Sejak kecil hingga mengakhiri masa kuliah tahun 2009, saya tidak ada bayangan untuk menulis sebuah buku. Jangankan menulis buku, menulis status di Facebook saja, saya tidak bisa karena, memang di tahun itu, saya belum mengenal yang namanya Facebook.

Mengenal Facebook baru ditahan 2011 atau tepatnya sembilan tahun yang lalu. Awal menggunakan Facebookpun, sebatas melepaskan status galau, curahan hati dan status harian lainnya tanpa makna.

Setelah membaca  beberapa status teman di Facebook, saya terinspirasi dan mengisi Facebook saya dengan tulisan -tulisan, seputar kesulitan yang dialami warga. Ragam tulisan itu, mulai dari jalan rusak, ketiadaan air, ketiadaan jaringan listrik, daerah tanpa PLN, obyek wisata, dan membagikan berita -berita atau foto pada koran cetak, khusus tentang kasus yang menyeret pejabat, baik pusat maupun daerah termasuk gerakan kelompok organisasi yang Anti Korupsi.

Karena kebiasaan menulis seputar aspirasi di media sosial, saya “ditangkap dan dipenjarakan” oleh Sahabat Sandro Balawangkak untuk menulis di media yang ia kelolah dari Bali. Media itu bernama Weeklilyne. Net. Sandro adalah teman, kaka juga guru yang sangat kami segani sejak masa Mahasiswa, karena kala itu, ia sudah jadi wartawan di Kota Karang, Kupang yang setiap hari tugasnya menulis. Selain pandai menulis, ia juga terampil dalam berbicara.

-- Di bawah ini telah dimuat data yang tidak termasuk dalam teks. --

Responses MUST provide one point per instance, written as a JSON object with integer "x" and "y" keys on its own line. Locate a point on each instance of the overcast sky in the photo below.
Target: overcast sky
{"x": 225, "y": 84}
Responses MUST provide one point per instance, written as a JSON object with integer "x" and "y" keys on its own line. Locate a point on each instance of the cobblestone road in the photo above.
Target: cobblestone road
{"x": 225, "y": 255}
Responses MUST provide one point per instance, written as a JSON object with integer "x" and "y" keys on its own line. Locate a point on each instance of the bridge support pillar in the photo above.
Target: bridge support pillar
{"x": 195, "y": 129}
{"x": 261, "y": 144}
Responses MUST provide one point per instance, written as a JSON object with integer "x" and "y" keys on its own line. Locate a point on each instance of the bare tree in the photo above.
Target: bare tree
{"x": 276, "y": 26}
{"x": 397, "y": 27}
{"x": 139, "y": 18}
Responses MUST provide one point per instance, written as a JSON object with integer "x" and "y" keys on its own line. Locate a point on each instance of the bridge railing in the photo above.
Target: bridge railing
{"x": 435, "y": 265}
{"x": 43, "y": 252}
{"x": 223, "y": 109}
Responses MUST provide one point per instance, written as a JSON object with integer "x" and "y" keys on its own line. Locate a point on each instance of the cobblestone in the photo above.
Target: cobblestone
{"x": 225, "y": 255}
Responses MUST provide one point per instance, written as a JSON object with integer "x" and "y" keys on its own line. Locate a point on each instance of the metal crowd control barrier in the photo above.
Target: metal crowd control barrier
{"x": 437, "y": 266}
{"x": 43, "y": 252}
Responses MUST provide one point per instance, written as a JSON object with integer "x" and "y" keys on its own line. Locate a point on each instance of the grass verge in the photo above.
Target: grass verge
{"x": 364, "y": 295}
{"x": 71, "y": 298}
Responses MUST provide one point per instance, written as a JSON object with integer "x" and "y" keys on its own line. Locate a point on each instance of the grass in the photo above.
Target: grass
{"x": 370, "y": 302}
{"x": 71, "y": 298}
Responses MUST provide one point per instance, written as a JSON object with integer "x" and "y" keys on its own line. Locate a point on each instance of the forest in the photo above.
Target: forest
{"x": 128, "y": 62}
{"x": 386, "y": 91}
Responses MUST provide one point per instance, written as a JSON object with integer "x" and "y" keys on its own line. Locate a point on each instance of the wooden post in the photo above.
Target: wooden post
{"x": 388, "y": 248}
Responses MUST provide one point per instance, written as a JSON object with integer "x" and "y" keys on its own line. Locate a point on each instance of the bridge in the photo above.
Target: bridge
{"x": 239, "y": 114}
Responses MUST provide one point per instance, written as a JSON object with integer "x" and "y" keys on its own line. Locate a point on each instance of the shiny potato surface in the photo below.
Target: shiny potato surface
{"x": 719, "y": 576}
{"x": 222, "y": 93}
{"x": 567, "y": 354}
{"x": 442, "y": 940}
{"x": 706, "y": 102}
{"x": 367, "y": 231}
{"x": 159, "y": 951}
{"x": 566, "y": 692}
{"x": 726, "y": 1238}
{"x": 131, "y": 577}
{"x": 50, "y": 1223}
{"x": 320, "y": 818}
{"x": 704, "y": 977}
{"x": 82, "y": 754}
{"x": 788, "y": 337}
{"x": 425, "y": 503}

Tulisan-tulisan saya di Facebook, disadur masuk dalam tulisan di media online weeklyline.net. Dari sana, saya mengadu nasib tulisan saya ke media cetak di Flores Pos dan Pos Kupang. Dua media ini rutin menyiapkan ruang untuk menampung aspirasi warga NTT. Di Pos Kupang dikenal dengan rubrik Jurnalisme warga, dan di Flores Pos dikenal dengan rubrik aspirasi. Sekian kabar tulisan saya dari beberapa penjuru Flores Timur yang memiliki keterbatasan infrastruktur jalan,  ketiadaan air, belum masuknya PLN tersaji pada dua media ini, selain di media online lainnya. Tidak hanya itu, sebagian naskah liputan di lapangan, saya kirimkan ke wartawan dan mendapat ruang publikasi setelah ada konfirmasi balik yang dilakukan oleh wartawan tersebut.

Perjalanan panjang menulis di media online dan media cetak mendorong saya untuk mengadu nasib untuk menulis buku. Dan sejak 2015 hingga kini, saya bisa menghasilkan 13 buku dengan rincian 2 buku tulisan sendiri dan sebelas buku karya bersama.

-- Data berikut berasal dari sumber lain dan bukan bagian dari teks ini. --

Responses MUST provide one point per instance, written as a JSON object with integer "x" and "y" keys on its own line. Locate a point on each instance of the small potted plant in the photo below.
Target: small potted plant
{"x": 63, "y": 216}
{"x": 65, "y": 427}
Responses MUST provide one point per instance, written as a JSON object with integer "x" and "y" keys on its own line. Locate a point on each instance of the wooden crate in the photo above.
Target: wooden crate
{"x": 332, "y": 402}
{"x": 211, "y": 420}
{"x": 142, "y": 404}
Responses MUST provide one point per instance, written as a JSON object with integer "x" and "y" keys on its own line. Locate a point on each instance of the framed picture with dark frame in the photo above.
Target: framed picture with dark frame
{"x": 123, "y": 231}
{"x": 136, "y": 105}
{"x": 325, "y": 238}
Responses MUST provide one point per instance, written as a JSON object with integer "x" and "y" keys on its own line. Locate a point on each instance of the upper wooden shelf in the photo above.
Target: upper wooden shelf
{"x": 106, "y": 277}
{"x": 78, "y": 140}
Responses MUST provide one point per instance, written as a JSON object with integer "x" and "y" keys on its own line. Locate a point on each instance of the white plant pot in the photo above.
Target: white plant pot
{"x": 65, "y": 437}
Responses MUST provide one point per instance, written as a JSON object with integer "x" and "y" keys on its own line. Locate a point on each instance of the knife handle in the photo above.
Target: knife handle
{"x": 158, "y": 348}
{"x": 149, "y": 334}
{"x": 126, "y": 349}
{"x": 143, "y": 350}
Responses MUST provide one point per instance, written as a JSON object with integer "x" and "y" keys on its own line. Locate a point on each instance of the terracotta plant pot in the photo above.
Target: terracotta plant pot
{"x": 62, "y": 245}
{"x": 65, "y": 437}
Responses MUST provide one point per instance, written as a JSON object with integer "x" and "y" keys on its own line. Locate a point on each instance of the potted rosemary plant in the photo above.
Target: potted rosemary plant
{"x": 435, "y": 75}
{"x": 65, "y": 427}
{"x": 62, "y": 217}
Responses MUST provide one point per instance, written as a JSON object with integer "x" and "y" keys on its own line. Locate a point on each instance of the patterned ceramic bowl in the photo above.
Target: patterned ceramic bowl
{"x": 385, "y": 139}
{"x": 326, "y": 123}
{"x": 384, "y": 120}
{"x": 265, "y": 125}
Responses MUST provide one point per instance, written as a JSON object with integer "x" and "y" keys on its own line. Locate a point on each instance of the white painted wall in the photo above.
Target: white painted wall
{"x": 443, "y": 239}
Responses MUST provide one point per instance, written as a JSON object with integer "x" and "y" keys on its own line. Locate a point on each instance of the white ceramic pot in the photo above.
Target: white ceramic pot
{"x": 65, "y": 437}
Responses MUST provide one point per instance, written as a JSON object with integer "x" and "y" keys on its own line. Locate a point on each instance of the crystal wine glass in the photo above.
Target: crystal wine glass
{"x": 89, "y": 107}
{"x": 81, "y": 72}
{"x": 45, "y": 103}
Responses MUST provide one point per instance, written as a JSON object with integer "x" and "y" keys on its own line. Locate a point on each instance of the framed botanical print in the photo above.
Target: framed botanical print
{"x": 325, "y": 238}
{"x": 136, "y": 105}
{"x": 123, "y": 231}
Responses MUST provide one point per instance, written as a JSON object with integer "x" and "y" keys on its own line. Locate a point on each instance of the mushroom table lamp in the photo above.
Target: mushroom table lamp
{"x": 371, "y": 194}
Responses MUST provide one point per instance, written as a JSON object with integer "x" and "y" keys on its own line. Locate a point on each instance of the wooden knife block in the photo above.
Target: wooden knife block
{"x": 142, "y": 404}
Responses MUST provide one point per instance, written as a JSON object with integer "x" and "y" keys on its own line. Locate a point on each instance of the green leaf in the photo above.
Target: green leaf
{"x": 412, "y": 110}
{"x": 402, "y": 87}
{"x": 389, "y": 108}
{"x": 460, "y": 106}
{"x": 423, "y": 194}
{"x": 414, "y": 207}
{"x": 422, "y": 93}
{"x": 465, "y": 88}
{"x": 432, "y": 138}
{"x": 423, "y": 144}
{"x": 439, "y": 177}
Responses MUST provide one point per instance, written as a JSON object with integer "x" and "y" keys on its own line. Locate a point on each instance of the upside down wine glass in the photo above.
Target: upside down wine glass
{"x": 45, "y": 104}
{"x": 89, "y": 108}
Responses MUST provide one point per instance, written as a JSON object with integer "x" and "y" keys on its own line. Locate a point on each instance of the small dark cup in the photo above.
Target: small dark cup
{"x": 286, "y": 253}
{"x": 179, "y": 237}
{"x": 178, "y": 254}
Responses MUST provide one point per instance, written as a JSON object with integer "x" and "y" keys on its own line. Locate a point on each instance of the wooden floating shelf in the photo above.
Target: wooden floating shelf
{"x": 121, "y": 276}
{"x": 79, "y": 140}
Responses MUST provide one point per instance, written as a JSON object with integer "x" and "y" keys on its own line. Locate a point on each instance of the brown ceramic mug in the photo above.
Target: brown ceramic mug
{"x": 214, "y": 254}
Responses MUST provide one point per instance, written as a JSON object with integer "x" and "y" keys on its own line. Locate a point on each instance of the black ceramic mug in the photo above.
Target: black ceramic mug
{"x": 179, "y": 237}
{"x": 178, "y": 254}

Tiga belas buku itu diantaranya, dua buku karya sendiri yakni Ujung Pena Guru Kampung (Kumpulan Karya Jurnalistik) terbit tahun 2015 dan Ujung Pena Guru Kampung II, terbit tahun 2018. Sementara sebelas karya bersama itu diantaranya, Kumpulan Cerita Rakyat Flores Timur (2015), Karyamu Karya Bersama (2016), Membangun Kapasitas Guru Penulis (2016), Revolusi Mental Ala Guru (2017), PGRI Solor Barat dan Kemanusiaan yang Terhempas (2017), Gokil, Kisah Seru, Lucu dan Menginspirasi (2018), Leher Inspirerend (2018), Mata Pena (2018), Keteladanan Sebagai Nadi Gerakan Literasi (2019), Asal Usul Lewo di Kabupaten Flores Timur (2019) dan Refleksi Di Tengah Corona (2020).

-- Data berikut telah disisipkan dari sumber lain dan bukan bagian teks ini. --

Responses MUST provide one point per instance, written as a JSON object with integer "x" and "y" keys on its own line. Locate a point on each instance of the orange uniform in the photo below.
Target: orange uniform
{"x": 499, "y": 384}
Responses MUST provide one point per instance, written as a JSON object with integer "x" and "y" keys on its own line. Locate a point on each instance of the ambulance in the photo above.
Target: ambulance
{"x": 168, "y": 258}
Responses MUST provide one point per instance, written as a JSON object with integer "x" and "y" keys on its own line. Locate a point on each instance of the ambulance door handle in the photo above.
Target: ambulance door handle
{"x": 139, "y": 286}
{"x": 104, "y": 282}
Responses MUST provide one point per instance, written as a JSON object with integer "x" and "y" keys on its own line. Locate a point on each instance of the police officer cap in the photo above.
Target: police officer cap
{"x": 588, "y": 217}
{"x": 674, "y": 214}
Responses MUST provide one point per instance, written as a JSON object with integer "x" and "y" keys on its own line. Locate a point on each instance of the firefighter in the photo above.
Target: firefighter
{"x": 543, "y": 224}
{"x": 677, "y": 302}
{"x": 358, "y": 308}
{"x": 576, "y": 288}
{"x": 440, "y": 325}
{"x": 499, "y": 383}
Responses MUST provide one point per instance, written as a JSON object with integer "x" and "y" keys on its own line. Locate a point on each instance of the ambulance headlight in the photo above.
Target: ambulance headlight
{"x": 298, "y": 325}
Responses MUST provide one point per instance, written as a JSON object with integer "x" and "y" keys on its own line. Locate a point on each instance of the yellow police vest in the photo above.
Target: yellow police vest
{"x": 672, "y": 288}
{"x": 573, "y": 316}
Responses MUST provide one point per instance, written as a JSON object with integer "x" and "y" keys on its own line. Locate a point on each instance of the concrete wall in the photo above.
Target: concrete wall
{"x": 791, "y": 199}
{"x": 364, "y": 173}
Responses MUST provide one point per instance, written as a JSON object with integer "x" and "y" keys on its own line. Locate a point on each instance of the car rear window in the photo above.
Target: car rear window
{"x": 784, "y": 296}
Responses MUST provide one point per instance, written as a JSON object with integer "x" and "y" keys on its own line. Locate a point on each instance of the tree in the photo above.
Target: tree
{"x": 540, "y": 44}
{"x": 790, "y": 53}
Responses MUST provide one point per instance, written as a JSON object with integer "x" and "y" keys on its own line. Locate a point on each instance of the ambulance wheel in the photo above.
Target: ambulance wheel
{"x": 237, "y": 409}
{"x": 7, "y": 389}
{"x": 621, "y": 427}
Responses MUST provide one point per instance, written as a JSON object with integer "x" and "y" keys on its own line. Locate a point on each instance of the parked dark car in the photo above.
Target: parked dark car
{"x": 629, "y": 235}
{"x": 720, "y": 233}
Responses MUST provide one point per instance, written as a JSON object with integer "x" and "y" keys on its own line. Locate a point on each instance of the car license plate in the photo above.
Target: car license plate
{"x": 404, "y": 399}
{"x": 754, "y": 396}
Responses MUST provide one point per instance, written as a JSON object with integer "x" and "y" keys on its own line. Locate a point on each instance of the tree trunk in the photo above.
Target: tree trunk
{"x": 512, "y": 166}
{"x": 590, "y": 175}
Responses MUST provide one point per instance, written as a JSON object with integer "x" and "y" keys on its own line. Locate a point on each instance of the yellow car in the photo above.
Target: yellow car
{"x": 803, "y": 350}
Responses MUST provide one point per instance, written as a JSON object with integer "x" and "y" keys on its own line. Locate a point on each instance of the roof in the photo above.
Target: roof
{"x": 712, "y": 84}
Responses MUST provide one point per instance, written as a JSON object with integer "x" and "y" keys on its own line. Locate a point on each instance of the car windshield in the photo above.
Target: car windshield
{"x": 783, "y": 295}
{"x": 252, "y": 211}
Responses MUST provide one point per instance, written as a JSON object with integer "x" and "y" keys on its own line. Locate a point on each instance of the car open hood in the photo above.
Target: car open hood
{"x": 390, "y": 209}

Tidak ada sekolah khusus untuk bisa menjadi seorang penulis. Terbukti, banyak penulis ternama di ini negeri m, tidak berasal dari Jurusan khusus menulis. Rumus menulis tidak terlepas dari kemauan untuk menulis dan kegilaan untuk terus berlatih.

Saat inipun kemudahan untuk menulis dan menerbitkan buku sudah sangat terbuka. Selain karena perkembangan teknologi, informasi dan telekomunikasi, iklim literasi di daerah pun bertumbuh ke arah baik, dimana lahirnya komunitas atau kelompok yang bergiat di dunia menulis dan kreasi lainnya seputar literasi yang digerakkan secara person. Selamat Hari Buku Nasional, 17 Mei 2020, Salam hormat*)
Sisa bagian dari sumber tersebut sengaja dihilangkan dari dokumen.